Deutsche Hypo liegt auf Kurs

Sabine Barthauer, Mitglied des Vorstands, Deutschen Hypo

Die Deutsche Hypo hat im ersten Halbjahr 2019 ein Ergebnis der normalen Geschäftstätigkeit in Höhe von 33,0 Mio. Euro erzielt. Damit liegt das Ergebnis etwa auf der Höhe des Vorjahresniveaus (Vj. 33,9 Mio. Euro) und verdeutlicht die seit Jahren konstant gute Ergebnisentwicklung der Nord-LB-Tochter. „Wir sind mit unserer Geschäftsentwicklung im ersten Halbjahr zufrieden“, betont Sabine Barthauer, Mitglied des Vorstands der Deutschen Hypo. „Wir befinden uns in einem anspruchsvollen Marktumfeld, das einerseits von einem intensiven Wettbewerb und anderseits von politischen und konjunkturellen Unsicherheiten geprägt ist. Angesichts dieser Rahmenbedingungen haben wir ein gutes Ergebnis erzielt, zumal wir unsere Vorsorgereserven weiter stärken konnten.“

In den ersten sechs Monaten dieses Jahres steigerte die Deutsche Hypo ihr Neugeschäftsvolumen leicht auf 1.495,7 Mio. Euro (Vj. 1.402,9 Mio. Euro). Während das größte Neugeschäftsvolumen mit 815,2 Mio. Euro (Vj. 1.049,4 Mio. Euro) erneut in Deutschland lag, belief sich der Auslandsanteil im ersten Halbjahr 2019 auf 680,5 Mio. Euro (Vj. 353,5 Mio. Euro). Im Hinblick auf die Assetklassen entfielen wesentliche Anteile des Neugeschäftsvolumens auf Büroimmobilien (822,5 Mio. Euro (Vj. 565,0 Mio. Euro)) sowie auf Wohnimmobilien (280,5 Mio. Euro (Vj. 275,2 Mio. Euro)). Aufgrund der strukturellen Anpassungen im Einzelhandel wurde das Neugeschäft in dieser Assetklasse deutlich auf 107,0 Mio. Euro (Vj. 341,0 Mio. Euro) reduziert. Der Immobilienfinanzierungsbestand erhöhte sich gegenüber dem Vorjahr leicht auf 12.391,2 Mio. Euro (Vj. 12.264,0 Mio.
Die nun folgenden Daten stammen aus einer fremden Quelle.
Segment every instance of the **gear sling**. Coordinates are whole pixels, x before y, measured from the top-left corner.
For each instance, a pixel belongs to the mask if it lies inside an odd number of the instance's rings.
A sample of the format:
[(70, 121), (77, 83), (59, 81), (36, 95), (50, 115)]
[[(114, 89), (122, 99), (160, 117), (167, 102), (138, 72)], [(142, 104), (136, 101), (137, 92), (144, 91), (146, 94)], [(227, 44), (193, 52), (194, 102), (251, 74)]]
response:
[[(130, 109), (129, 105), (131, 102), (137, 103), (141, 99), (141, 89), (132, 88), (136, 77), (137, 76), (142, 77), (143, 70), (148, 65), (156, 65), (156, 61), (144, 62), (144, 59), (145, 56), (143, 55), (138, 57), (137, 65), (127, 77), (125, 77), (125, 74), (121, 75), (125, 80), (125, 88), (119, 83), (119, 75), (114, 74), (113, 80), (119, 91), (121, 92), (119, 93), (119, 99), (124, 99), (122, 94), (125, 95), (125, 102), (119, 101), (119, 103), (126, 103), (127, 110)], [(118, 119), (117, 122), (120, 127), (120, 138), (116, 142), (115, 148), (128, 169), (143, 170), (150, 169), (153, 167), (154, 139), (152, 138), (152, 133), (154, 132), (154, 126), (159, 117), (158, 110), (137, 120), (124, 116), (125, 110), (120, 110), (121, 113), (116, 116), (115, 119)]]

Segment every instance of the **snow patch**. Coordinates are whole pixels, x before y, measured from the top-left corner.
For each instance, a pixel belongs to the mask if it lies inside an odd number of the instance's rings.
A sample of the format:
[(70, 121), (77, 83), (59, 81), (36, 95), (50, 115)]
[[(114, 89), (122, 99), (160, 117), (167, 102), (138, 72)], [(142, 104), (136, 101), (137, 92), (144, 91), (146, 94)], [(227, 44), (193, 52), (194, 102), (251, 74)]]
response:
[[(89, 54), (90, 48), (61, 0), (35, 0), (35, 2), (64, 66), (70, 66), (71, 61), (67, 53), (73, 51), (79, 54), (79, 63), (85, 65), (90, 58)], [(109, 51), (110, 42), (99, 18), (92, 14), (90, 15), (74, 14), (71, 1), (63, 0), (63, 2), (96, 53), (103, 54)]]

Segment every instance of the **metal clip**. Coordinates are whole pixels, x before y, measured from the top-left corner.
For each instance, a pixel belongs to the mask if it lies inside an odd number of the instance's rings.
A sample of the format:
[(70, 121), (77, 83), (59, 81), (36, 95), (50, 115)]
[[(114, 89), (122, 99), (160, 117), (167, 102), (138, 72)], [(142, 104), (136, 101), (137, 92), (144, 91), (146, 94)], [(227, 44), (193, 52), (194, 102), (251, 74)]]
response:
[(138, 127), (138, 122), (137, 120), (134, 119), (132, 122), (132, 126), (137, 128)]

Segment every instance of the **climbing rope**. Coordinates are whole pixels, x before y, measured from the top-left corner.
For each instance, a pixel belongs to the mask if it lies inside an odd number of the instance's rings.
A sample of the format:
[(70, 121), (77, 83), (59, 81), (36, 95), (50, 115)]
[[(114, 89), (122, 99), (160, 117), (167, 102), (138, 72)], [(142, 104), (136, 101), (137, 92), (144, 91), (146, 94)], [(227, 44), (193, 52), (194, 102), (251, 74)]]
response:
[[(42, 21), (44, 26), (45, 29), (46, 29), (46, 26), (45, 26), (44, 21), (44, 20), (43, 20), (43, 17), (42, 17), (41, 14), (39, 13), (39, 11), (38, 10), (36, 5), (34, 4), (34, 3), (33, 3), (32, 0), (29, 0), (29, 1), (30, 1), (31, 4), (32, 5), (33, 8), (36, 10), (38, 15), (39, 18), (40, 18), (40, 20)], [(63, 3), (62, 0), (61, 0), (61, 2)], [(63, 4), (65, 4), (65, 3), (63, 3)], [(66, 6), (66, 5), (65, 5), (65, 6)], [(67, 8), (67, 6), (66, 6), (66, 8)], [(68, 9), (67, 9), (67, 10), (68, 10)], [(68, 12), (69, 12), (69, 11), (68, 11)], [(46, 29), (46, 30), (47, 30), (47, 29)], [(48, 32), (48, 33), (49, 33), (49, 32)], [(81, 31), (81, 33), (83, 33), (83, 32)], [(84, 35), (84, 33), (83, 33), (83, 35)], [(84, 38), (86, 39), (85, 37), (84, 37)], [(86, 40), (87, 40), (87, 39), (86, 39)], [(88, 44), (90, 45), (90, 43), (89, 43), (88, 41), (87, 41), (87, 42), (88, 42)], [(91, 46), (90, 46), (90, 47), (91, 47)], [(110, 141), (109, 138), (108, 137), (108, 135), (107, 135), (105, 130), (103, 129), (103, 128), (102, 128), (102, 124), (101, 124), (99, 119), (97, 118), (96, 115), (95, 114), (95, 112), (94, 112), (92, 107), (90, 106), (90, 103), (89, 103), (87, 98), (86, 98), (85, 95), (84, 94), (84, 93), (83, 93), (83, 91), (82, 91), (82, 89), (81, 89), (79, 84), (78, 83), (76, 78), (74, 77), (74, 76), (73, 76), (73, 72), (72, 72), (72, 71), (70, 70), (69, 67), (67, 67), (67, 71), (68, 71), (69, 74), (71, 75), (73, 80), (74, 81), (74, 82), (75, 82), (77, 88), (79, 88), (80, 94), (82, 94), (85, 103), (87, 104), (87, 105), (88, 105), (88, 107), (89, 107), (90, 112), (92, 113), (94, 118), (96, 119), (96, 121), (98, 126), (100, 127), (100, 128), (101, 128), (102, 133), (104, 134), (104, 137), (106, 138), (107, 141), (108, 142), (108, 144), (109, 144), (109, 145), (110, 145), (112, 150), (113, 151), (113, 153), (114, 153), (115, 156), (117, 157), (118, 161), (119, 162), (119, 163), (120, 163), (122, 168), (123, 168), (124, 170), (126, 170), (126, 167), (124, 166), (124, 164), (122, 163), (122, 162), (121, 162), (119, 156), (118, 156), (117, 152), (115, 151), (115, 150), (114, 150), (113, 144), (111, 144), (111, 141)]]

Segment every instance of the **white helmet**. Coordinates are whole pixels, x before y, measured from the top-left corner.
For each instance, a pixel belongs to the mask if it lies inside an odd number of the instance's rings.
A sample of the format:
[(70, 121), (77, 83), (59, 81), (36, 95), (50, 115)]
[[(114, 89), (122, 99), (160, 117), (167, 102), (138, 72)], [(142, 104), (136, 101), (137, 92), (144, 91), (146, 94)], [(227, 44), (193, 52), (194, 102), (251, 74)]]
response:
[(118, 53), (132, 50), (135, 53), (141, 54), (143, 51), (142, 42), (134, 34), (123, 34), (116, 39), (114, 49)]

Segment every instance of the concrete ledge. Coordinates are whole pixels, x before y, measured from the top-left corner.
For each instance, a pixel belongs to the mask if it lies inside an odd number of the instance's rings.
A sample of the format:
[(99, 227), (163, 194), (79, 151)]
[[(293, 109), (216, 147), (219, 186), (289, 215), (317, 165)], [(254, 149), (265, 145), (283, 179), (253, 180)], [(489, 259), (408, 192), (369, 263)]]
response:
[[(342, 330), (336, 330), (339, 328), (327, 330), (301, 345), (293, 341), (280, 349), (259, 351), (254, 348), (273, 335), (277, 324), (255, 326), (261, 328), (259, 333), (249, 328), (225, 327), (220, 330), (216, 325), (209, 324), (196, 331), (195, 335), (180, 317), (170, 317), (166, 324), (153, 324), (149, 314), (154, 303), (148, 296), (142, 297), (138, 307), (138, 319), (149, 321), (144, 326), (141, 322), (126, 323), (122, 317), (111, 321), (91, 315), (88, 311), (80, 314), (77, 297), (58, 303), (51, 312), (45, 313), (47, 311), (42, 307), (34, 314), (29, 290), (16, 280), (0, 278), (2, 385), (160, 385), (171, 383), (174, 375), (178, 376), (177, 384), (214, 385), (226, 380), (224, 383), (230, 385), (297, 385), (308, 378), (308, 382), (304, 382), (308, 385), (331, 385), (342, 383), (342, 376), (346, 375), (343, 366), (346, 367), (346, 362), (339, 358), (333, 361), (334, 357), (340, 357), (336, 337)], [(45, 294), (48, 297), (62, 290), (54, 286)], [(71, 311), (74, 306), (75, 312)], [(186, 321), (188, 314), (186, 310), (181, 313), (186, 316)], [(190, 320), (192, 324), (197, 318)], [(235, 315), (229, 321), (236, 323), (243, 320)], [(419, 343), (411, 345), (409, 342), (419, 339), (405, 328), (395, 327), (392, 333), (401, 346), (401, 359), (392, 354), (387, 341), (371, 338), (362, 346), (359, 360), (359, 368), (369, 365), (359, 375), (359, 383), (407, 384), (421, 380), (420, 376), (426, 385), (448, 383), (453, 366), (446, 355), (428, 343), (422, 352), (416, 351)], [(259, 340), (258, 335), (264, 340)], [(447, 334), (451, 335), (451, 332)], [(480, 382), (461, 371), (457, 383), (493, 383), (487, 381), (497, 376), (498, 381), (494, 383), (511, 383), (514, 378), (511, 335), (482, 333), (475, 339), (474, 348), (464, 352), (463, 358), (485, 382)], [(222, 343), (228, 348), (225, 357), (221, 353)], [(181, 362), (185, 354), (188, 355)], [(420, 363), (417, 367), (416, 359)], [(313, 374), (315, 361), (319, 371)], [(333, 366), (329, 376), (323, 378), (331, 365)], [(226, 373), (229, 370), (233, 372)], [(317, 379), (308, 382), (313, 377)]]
Euro).

Das Halbjahresergebnis der Deutschen Hypo wurde maßgeblich von der stabilen Ertragsentwicklung im Geschäftsfeld Gewerbliche Immobilienfinanzierung getragen. Hier wurde ein Ergebnis in Höhe von 59,7 Mio. Euro (Vj. 68,1 Mio. Euro) erzielt. Das Vorjahresergebnis war noch durch überdurchschnittlich hohe Auflösungen von Wertberichtigungen geprägt. Insbesondere aufgrund der geringeren Bankenabgabe in Höhe von 9,8 Mio. Euro (Vj. 11,1 Mio. Euro) konnten die Verwaltungsaufwendungen auf 49,3 Mio. Euro (Vj. 50,3 Mio. Euro) reduziert werden. Folglich verbesserte sich die Cost-Income-Ratio auf 54,0 % (Vj. 57,8 %). Der Return-on-Equity lag mit 7,7 % annähernd auf dem Vorjahresniveau (Vj. 8,0 %).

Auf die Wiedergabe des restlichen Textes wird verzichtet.